Anaemia and Hair Loss
Hair loss can be triggered by a range of chronic medical conditions, but one of the stealthiest is anaemia. This is because the other symptoms of anaemia can leave you in a state where it's hard to keep track of what's happening to your hair. They can also be mistaken for Symptoms Of Stress. As well as interfering with hair growth directly, anaemia is thought to trigger other types of hair loss condition.
What is Anaemia?Anaemia is a condition in which your red blood cells are not able to do their job properly. Sometimes this is because there are not enough of them and sometimes it's because they're not working properly. The job of red blood cells is to deliver nutrients and energy to all the different cells in your body.
There are four main types of anaemia:
- Iron Deficiency Anaemia – if the body is not getting enough iron, not enough red blood cells can be made. Women are more vulnerable to this type of anaemia because they may lose iron during menstruation or Pregnancy. Eat leafy green vegetables or red meat to boost iron levels. Iron supplements can be dangerous so don't take them without medical supervision.
- Vitamin B12 Deficiency (pernicious anaemia) – if your body doesn't have enough vitamin B12, it won't be able to absorb iron properly. Men are more vulnerable to genetic disorders which can interfere with B12 levels. Treat it by eating mushrooms, marmite and dairy products, or fortified breakfast cereals.
- Copper Toxicity Anaemia – if your body contains too much copper, it may be unable to properly store and distribute iron. Taking some medication, Smoking, or eating a diet too high in protein can cause this. To treat it, get plenty of exercise and ask your doctor for advice about changing your diet.
- Nucleated Red Blood Cells – red blood cells differ from other types of cell in that their nuclei – their 'brains' – are removed by the spleen. This means they have more room to carry oxygen. Injury to the spleen can leave it unable to do this job. This condition cannot be cured but a healthy lifestyle can mitigate its effects.
Symptoms of AnaemiaHow do you know if you have anaemia? Whatever type you suffer from, you are likely to have some of the same symptoms: tiredness, lack of stamina, dizziness and headaches. You may feel irritable or depressed, and you may struggle to concentrate. Sometimes people with anaemia experience fast or irregular heartbeats and chest pains or shortness of breath. Even non-clinical anaemia, where iron levels are low but tests still look okay, can cause hair problems.
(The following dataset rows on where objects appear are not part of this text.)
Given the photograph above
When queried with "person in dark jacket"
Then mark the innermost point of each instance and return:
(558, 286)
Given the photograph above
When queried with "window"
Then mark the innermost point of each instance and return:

All forms of hair loss caused or triggered by anaemia are diffuse. This means that your hair will gradually thin across your scalp, rather than coming out in patches. You may find more hair coming out in the shower or on your hairbrush. You may also notice the presence of thin, pale hairs mixed in with the rest of your hair. These are more delicate than the grey or white hairs caused by ageing.
How Does Anaemia Affect Hair?There are several ways in which anaemia can affect your hair. First of all, it's important to recognise that, however much you value your hair, it's less important to your body than, say, healthy internal organs. This means that if your body doesn't have adequate nutrition, your hair will usually be the first thing to go. Don't feel envious of unhealthy people with beautiful hair because their bodies have probably made the wrong 'decision', resulting in damage elsewhere.
Hair follicles need iron in order to produce a protein called ferritin. The job done by ferritin can be interfered with by stray copper molecules, so either too little iron or too much copper can interfere directly with hair production. This means that some follicles will stop working and others will produce those thin, pale hairs.
If you already have another hair loss condition (even if you are too young to have noticed), anaemia may cause it to develop more rapidly. This is a particular issue with telogen effluvium. Treating your anaemia will not be able to cure this kind of hair loss condition but it will be able to slow it down.
The good news is that if your hair loss is caused entirely be treatable anaemia, it should be possible for you to get those follicles working again and make a complete recovery (though it can take some weeks for healthy hair to start growing again). If you suspect you have anaemia, always talk to your doctor. As so often, problems with your hair can be a tip-off about deeper problems with your health.